You can reload the Terraform extension by opening the command palette and starting to type Reload
. A list of commands will appear, select Reload Window
. This will reload the Visual Studio Code window without closing down the entire editor, and without losing any work currently open in the editor.
If you wish to install a specific version of the extension, you can choose 'Install Another version' option in the Extensions pane. This will bring up a list of prior versions for the selected extension. Choose the version you want to install from the list.
HashiCorp Community Guidelines apply to you when interacting with the community here on GitHub and contributing code to this repository.
Please read the full text at https://www.hashicorp.com/community-guidelines
We are an open source project on GitHub and would enjoy your contributions! Consult our development guide for steps on how to get started. Please open a new issue before working on a PR that requires significant effort. This will allow us to make sure the work is in line with the project's goals.

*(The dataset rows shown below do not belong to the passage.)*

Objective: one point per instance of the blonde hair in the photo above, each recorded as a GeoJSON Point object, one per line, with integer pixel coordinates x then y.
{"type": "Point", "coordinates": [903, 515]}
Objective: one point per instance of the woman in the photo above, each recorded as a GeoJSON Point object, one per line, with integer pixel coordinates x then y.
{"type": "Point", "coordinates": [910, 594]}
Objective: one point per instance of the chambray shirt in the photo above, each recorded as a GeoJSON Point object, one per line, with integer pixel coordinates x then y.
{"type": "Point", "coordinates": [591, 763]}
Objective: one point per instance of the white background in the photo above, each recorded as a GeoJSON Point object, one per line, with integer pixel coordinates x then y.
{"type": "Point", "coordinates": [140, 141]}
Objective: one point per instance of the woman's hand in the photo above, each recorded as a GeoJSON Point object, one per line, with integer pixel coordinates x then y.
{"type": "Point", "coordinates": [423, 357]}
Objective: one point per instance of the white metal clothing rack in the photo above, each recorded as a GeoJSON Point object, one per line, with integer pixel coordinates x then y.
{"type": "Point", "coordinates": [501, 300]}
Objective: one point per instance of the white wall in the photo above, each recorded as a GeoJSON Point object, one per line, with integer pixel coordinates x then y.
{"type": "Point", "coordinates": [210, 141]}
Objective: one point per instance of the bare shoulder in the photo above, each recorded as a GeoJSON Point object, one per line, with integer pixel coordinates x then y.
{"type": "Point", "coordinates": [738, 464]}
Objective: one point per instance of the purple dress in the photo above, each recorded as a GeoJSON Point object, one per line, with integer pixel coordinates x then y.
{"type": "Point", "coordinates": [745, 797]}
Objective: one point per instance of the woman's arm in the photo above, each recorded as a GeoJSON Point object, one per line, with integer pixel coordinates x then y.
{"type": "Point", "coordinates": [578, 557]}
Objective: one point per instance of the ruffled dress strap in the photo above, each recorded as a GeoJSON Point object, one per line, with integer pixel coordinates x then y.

v2.0.0 is the first official release from HashiCorp, prior releases were by Mikael Olenfalk.
The 2.0.0 release integrates a new Language Server package from HashiCorp. The extension will install and upgrade terraform-ls to continue to add new functionality around code completion and formatting. See the terraform-ls CHANGELOG for details.
In addition, this new version brings the syntax highlighting up to date with all HCL2 features, as needed for Terraform 0.12 and above.
Configuration Changes Please note that in 2.x, the configuration differs from 1.4.0, see Known Issues for more information.
See the CHANGELOG for more detailed release notes.
- Mikael Olenfalk - creating and supporting the vscode-terraform extension, which was used as a starting point and inspiration for this extension.